At-will employment in California

California employees can be classified in a number of different ways. It is important for employees and employers to understand what type of employee a person is. This is because the classification will effect the person’s rights when it comes to termination.

In general, there are two types of employees. Employees with a contract for an at-will employment and those with a contract for a different term. This distinction is important because employees who are at-will employees can be terminated at any time for any reason. Employees who are under other contracts can only be fired for reasons stated in the contract — usually only for “good cause.”

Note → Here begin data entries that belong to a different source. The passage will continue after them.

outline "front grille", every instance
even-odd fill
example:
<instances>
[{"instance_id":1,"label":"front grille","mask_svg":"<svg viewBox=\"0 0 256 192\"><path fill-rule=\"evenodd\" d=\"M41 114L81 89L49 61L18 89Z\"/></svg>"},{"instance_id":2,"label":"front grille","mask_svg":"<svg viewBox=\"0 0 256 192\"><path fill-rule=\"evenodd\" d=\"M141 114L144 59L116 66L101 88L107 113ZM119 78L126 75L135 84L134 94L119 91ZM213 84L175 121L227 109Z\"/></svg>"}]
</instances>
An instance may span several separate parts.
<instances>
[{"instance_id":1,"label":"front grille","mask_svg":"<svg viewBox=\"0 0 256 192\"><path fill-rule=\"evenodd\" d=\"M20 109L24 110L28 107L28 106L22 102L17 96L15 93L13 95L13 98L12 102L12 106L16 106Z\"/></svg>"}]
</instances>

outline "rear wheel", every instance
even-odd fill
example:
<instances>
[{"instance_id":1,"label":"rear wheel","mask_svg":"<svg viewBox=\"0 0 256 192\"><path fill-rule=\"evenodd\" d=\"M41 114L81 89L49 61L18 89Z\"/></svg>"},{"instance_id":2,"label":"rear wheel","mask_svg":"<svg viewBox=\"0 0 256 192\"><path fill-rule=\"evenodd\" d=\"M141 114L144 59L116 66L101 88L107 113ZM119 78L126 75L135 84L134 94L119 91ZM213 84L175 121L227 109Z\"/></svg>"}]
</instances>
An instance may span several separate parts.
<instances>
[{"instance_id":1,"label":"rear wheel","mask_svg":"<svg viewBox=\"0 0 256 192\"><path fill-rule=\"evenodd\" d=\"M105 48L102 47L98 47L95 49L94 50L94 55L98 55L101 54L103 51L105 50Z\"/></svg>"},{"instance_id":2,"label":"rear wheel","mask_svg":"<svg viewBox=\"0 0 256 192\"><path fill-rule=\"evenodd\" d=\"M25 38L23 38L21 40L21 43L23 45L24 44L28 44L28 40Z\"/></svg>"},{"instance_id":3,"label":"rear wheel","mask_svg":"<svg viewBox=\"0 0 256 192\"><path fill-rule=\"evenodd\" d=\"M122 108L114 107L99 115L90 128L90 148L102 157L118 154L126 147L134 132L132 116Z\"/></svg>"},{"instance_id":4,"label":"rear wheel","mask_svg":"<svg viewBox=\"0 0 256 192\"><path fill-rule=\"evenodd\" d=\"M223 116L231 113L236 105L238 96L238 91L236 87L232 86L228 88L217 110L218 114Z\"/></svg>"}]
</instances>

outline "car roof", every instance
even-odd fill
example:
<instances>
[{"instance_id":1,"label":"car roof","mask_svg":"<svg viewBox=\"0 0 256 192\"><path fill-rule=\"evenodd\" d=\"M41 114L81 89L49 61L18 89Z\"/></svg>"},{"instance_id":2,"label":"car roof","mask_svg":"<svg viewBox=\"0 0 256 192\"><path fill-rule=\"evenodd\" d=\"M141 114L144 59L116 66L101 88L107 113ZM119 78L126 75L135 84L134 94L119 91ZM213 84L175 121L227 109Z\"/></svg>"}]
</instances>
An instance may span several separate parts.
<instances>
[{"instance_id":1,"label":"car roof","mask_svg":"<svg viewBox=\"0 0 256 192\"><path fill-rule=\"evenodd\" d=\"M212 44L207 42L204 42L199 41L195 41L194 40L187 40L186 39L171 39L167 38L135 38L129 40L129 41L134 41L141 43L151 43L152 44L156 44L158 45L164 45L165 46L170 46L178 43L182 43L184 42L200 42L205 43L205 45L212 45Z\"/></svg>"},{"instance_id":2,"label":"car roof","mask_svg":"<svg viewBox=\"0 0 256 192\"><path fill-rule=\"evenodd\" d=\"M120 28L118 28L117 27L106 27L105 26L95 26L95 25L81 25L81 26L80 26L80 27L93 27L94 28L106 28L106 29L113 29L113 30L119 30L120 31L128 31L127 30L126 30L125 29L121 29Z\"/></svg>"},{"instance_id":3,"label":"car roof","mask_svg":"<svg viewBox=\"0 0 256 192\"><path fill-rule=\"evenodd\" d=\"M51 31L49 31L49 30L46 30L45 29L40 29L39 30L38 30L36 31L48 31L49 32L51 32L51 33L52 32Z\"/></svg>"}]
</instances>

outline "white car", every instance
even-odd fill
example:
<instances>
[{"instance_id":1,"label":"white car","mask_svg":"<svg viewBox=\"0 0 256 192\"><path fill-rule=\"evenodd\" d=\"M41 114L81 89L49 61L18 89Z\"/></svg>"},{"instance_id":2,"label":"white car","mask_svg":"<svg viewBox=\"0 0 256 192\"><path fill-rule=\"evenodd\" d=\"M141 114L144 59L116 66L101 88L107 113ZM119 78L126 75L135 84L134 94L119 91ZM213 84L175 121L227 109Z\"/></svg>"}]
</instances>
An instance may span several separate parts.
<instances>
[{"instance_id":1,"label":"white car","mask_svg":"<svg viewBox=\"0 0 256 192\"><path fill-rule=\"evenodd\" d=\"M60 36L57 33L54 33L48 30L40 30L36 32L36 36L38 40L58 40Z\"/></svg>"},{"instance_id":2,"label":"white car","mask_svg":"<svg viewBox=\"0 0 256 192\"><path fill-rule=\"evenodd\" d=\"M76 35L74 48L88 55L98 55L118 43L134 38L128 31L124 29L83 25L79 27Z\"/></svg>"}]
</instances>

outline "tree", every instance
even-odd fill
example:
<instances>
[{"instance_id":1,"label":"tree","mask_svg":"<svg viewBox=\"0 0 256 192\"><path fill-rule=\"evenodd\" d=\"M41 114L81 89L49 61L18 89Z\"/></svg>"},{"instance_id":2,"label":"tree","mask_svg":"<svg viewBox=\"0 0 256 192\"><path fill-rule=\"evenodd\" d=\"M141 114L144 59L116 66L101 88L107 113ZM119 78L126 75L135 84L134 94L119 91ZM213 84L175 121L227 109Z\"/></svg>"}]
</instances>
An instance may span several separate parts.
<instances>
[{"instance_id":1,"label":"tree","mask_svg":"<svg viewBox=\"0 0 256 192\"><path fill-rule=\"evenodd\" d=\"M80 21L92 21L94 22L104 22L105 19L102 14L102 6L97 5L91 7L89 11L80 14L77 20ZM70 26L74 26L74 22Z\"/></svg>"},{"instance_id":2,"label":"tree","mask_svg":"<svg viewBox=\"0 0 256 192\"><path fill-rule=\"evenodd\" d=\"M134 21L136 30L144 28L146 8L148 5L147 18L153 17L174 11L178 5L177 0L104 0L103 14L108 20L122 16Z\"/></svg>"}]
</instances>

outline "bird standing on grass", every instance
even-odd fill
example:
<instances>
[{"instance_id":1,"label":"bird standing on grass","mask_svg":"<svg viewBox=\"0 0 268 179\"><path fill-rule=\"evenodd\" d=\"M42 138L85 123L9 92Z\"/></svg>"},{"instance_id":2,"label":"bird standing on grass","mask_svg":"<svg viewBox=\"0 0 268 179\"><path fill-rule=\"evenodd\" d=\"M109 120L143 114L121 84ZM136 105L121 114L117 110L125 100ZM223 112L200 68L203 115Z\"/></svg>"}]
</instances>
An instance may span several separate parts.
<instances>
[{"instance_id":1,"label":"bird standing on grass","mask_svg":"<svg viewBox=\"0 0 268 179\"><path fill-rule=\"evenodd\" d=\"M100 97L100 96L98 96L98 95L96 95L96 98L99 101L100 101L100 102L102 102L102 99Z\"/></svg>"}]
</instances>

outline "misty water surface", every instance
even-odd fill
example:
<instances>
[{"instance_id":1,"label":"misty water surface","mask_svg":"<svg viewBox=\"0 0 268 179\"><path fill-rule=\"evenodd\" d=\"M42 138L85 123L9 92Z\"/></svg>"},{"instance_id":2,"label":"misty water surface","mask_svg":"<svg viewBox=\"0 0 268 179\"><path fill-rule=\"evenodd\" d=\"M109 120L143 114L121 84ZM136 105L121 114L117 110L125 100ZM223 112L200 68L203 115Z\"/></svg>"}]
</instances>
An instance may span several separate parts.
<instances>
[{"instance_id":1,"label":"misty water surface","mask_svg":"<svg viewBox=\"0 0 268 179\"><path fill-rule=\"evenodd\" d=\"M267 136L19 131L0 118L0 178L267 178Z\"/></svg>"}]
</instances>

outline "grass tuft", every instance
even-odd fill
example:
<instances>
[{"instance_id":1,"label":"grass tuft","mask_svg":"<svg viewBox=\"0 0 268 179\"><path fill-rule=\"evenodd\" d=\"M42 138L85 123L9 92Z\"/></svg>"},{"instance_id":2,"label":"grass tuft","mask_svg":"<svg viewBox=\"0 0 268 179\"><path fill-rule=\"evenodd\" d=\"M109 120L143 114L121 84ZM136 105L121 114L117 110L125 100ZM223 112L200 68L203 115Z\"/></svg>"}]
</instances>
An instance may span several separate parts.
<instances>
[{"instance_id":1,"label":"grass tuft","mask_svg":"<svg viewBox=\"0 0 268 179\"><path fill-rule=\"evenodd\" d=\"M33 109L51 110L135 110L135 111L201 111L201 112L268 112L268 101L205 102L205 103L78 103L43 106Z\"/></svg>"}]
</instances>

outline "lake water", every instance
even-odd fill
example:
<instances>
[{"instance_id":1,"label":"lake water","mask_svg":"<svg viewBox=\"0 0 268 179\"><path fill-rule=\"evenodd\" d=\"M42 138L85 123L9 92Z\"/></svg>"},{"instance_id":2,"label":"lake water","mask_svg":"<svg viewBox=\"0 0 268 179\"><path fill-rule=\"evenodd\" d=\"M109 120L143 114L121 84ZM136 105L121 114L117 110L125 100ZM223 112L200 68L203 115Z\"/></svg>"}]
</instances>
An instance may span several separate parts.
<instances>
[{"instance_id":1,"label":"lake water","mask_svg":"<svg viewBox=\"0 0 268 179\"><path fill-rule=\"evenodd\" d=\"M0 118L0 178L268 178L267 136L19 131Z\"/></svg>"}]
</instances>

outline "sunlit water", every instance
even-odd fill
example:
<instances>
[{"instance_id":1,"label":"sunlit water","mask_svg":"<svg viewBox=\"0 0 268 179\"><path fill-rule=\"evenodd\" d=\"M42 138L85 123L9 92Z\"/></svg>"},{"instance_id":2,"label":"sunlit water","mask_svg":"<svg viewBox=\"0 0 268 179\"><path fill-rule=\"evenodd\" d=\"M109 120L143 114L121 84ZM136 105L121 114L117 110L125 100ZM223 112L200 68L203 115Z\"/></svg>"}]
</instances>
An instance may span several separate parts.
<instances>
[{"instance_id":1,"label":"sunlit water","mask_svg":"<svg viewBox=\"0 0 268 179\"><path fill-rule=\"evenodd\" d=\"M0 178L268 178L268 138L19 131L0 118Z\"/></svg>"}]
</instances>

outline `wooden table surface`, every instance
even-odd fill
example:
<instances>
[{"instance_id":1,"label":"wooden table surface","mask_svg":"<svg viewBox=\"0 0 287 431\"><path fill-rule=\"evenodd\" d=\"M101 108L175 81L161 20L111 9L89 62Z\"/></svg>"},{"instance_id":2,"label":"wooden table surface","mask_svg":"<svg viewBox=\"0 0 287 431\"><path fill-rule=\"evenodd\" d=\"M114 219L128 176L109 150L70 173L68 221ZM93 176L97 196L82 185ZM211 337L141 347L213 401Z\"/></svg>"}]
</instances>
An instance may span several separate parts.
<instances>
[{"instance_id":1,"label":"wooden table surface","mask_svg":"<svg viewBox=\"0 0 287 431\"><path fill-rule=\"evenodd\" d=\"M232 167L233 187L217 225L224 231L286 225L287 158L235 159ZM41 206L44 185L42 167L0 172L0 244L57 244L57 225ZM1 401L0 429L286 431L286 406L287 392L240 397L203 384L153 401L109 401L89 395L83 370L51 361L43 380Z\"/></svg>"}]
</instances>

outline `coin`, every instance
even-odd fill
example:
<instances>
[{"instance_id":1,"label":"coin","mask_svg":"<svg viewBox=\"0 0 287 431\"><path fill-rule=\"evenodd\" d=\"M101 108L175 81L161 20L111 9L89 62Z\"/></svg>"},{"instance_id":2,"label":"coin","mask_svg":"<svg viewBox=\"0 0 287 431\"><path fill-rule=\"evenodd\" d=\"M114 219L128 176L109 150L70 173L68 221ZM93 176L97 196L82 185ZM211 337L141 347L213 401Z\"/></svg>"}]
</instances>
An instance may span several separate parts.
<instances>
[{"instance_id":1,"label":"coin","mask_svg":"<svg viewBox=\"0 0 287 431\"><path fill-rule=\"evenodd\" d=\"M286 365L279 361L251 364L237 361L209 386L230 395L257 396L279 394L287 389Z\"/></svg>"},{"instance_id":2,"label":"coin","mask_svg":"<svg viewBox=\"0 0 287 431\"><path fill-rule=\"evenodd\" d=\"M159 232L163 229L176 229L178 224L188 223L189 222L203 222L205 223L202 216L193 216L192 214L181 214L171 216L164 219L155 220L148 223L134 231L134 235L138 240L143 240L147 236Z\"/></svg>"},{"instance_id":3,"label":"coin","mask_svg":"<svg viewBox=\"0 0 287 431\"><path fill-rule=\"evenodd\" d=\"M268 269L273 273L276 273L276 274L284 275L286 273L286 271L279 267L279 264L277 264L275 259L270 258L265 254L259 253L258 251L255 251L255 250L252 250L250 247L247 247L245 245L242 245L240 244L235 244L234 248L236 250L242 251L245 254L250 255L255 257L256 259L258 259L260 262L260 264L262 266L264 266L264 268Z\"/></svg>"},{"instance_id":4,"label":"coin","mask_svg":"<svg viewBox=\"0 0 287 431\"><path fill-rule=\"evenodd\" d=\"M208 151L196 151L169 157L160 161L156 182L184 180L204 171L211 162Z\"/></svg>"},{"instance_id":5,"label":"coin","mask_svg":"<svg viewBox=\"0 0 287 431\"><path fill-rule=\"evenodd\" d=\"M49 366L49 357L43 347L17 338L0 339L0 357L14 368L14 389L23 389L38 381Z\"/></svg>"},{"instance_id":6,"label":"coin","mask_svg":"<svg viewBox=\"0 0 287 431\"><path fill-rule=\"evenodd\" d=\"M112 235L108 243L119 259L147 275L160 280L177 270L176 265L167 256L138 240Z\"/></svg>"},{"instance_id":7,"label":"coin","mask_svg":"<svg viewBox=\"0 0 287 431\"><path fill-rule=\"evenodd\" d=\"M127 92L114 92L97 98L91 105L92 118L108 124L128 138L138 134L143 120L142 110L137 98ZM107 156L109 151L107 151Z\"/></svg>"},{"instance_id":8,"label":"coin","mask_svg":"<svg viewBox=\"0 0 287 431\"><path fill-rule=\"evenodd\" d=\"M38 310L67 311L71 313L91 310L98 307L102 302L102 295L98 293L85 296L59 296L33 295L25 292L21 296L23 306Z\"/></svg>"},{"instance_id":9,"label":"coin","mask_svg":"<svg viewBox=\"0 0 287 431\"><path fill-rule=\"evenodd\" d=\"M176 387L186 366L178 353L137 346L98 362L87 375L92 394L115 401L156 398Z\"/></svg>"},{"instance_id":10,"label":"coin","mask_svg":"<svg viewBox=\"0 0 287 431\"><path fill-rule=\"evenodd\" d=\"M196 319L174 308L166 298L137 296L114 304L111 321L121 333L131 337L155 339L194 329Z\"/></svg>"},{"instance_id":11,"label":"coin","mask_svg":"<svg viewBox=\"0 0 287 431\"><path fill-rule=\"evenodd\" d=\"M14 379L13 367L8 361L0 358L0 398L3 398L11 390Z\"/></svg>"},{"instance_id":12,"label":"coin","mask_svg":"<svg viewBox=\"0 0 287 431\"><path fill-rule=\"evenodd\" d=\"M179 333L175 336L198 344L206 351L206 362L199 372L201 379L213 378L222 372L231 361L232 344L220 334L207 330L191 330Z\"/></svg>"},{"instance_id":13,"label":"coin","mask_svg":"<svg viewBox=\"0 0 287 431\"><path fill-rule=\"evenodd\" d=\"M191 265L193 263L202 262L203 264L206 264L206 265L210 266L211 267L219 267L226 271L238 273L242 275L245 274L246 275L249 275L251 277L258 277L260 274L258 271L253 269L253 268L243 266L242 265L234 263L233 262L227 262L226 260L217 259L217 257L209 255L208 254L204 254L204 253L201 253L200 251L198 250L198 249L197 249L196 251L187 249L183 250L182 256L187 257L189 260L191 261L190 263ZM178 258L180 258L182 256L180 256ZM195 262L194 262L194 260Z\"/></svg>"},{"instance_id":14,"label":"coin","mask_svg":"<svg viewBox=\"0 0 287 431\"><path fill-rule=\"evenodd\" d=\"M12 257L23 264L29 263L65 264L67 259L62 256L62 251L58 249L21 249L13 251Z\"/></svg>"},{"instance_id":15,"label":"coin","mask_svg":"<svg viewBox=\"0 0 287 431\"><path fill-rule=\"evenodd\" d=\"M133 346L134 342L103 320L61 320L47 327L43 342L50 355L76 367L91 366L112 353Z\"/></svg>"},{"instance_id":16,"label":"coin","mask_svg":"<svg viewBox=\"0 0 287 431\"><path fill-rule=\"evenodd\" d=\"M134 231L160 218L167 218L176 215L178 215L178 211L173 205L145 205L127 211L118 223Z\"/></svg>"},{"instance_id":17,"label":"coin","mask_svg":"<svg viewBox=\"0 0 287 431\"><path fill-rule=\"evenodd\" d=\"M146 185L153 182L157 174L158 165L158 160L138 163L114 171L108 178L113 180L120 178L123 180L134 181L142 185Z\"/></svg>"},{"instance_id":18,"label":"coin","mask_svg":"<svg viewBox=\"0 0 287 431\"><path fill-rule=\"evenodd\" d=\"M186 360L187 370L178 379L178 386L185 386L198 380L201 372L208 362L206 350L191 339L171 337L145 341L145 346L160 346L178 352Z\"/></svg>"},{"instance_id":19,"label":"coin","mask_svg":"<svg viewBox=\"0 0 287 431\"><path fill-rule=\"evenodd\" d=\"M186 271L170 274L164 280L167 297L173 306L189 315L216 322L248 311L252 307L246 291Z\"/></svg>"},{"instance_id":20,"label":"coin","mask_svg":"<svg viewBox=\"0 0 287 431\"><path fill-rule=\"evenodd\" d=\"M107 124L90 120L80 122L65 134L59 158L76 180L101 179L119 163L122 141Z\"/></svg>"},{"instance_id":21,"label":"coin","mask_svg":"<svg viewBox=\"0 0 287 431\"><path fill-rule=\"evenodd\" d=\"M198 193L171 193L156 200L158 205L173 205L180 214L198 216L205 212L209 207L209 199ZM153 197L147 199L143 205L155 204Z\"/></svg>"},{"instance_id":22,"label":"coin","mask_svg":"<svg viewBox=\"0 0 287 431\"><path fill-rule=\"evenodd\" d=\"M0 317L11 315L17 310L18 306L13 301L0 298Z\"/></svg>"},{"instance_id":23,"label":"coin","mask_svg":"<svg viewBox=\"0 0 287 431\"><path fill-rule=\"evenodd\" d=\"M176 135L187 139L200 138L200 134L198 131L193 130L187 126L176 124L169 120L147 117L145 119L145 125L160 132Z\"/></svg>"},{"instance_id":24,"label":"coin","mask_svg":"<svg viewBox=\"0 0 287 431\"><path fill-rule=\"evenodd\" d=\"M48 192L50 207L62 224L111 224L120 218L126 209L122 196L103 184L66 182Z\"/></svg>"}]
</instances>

While many people may believe that only those with written contracts have protections, this is not true. In California, at-will employment is the default, but a written contract is not necessary to prove that a contract existed. Implied-in-fact and verbal agreements can also constitute employment contracts that give employees protection.

In fact, form statements that try to establish a person as an at-will employee, employee-handbook language that says a person is an at-will employee or language that says no contract exists may not be enough to prove that a person is an at-will employee in California. In other words, if an employer fails to execute a proper at-will agreement or fails to use any document that shows a person is an at-will employee, then the existence of a contract could be found.

Employees that have been terminated need to determine if they had a contract with their employer that could have prevented the termination. If a contract existed and the employee was terminated anyway, a wrongful termination may have occurred. An attorney can help determine if an employee has a wrongful termination claim.